We compare DN2CN to three of the well-known computational methods for causal discovery (Glymour et al., 2019). Two of these algorithms are commonly employed constraint-based algorithms—PC and Fast Causal Inference (FCI) (Spirtes et al., 2000). The third algorithm is a score-based algorithm—Fast Greedy Equivalence Search (FGES) (Ramsey et al., 2017). It must be mentioned that PC, FCI and FGES, are widely applicable as they handle various types of data distributions as well as causal relations, given reliable conditional independence testing methods.

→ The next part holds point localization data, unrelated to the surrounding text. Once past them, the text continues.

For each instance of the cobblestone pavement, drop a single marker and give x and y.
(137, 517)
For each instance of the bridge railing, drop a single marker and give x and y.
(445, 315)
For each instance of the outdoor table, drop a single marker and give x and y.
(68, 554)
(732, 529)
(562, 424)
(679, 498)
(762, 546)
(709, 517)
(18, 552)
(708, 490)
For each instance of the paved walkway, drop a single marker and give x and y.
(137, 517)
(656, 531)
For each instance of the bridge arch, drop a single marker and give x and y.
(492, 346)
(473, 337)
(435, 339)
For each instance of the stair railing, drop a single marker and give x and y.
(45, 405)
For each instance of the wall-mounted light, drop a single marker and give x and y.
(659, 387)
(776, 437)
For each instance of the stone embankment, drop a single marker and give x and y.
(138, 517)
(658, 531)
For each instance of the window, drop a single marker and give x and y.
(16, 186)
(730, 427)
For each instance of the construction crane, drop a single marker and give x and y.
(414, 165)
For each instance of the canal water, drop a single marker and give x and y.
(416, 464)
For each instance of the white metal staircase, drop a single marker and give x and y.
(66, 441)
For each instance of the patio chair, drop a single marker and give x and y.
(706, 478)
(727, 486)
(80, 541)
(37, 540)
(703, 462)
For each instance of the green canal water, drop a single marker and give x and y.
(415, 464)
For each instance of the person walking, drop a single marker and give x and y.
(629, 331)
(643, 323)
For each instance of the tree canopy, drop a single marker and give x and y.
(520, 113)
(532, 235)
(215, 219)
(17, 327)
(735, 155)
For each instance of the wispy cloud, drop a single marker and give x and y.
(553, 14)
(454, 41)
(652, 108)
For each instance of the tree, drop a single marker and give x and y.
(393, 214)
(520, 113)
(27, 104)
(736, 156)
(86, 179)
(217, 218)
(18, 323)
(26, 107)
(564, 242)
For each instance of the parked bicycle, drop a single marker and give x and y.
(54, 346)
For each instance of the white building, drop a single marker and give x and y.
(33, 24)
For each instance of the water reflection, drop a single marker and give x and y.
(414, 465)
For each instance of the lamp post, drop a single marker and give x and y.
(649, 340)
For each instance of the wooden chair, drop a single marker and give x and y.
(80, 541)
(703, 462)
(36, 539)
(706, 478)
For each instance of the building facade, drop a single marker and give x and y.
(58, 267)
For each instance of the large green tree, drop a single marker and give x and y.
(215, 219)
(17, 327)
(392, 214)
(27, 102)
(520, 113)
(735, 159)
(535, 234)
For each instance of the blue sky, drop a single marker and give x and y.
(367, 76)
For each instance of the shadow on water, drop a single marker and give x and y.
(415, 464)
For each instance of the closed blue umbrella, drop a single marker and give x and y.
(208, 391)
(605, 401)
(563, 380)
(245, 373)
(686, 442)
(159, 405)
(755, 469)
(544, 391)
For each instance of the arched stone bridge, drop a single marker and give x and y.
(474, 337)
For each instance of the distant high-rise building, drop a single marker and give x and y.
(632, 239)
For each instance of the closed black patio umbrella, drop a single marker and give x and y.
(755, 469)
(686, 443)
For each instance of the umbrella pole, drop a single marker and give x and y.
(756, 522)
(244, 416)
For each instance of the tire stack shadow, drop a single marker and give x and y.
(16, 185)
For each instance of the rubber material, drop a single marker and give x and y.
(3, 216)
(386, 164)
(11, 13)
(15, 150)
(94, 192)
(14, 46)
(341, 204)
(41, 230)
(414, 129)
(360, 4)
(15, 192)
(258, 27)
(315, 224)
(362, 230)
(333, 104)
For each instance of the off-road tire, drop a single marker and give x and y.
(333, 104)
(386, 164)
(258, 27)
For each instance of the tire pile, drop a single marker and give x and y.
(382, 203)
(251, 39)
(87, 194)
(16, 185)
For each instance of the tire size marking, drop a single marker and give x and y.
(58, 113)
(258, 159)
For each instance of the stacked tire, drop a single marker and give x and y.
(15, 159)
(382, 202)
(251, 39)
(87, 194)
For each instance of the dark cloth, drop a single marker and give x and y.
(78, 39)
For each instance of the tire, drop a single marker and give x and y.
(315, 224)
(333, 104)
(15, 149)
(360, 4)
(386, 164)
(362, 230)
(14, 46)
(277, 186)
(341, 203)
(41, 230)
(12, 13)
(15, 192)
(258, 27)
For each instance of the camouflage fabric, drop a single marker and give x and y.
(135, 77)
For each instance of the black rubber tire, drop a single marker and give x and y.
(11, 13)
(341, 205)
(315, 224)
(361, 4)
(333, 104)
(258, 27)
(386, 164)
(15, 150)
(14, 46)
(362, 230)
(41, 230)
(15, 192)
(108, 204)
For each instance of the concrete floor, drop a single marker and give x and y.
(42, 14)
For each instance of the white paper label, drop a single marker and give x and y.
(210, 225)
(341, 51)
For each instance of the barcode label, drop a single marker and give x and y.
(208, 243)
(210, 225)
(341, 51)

We strongly believe that these attributes make them a strong as well as a fair baseline for DN2CN as suggested by Glymour et al. (2019).

We further discuss each of the baseline approaches and their corresponding experimental settings used, as follows:

PC algorithm (denoted PC) (Spirtes et al., 2000) starts with a fully connected undirected graph, tests all possible conditioning set for every order of conditioning and then finally orients the edges. Test statistic we used is the mutual information for PC algorithm, to keep the comparison fair. We used type I error rate; α = 0.05 in our setting.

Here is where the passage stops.